Ce samedi 4 avril, 19 navires ont pris le large depuis la darse du Mucem à Marseille, voguant vers l'enclave palestinienne de Gaza. À bord, une centaine de militants qui préparent cette aventure depuis un mois, la voient comme un symbole de solidarité et un acte politique fort. Leur objectif est clair : "Ne pas laisser ce monde aux fascistes".
"Je fais quelque chose de bien, avec les bonnes personnes." C'est avec cette conviction que Dudo, un jeune photographe italien de 23 ans, s'apprête à embarquer, malgré son manque d'expérience en mer. À quelques heures du départ, il exprime son anxiété et ses doutes : "Tout le monde est inquiet, a peur. Il y aura sûrement de la violence face à nous. Mais nous y allons sans arme, simplement pour porter le message 'free Palestine'. Et faire de la Méditerranée un espace de revendication politique, pas seulement une carte postale."
Cette flottille, initiée par un groupe de militants humanitaires, vise à rappeler l'importance de la paix et des droits humains en Palestine.
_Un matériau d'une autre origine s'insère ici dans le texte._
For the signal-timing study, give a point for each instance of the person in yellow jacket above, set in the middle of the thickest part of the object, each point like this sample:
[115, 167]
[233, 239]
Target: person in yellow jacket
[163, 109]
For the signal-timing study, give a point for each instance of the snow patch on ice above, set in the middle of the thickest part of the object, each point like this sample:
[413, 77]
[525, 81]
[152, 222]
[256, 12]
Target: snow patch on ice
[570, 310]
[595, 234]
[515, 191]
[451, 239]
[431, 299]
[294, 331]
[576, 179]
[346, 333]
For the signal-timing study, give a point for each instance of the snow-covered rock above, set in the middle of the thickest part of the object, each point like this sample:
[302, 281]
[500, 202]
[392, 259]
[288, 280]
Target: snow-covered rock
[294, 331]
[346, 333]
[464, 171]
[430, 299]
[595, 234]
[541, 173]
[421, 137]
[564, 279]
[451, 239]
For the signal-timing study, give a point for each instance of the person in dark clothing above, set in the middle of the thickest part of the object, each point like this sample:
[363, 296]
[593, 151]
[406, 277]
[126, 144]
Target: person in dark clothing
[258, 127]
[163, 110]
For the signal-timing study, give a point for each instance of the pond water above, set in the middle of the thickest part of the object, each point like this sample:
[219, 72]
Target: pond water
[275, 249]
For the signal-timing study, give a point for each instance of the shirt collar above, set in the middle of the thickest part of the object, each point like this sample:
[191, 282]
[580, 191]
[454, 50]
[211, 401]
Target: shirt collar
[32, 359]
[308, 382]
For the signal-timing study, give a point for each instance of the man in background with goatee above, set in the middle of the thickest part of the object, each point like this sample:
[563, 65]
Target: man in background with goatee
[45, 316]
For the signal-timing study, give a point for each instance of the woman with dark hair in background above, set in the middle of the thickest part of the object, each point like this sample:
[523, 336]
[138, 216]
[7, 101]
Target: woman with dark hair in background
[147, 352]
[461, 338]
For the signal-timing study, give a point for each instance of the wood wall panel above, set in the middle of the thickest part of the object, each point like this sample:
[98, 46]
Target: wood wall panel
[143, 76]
Selon un rapport de France Info, ces actions de ce type sont essentielles pour maintenir la visibilité de la lutte palestinienne sur la scène internationale.
Les experts en relations internationales soulignent que ce type d'initiative peut servir de levier pour faire pression sur les gouvernements et éveiller les consciences. Comme le souligne le politologue Marc Lambron : "Les gestes symboliques, bien que risqués, sont précieux pour mobiliser l'opinion publique."
Malgré les enjeux de sécurité liés à cette traversée, les participants restent déterminés et solidaires. Chaque voilier représente un cri de ralliement pour ceux qui se battent pour la justice.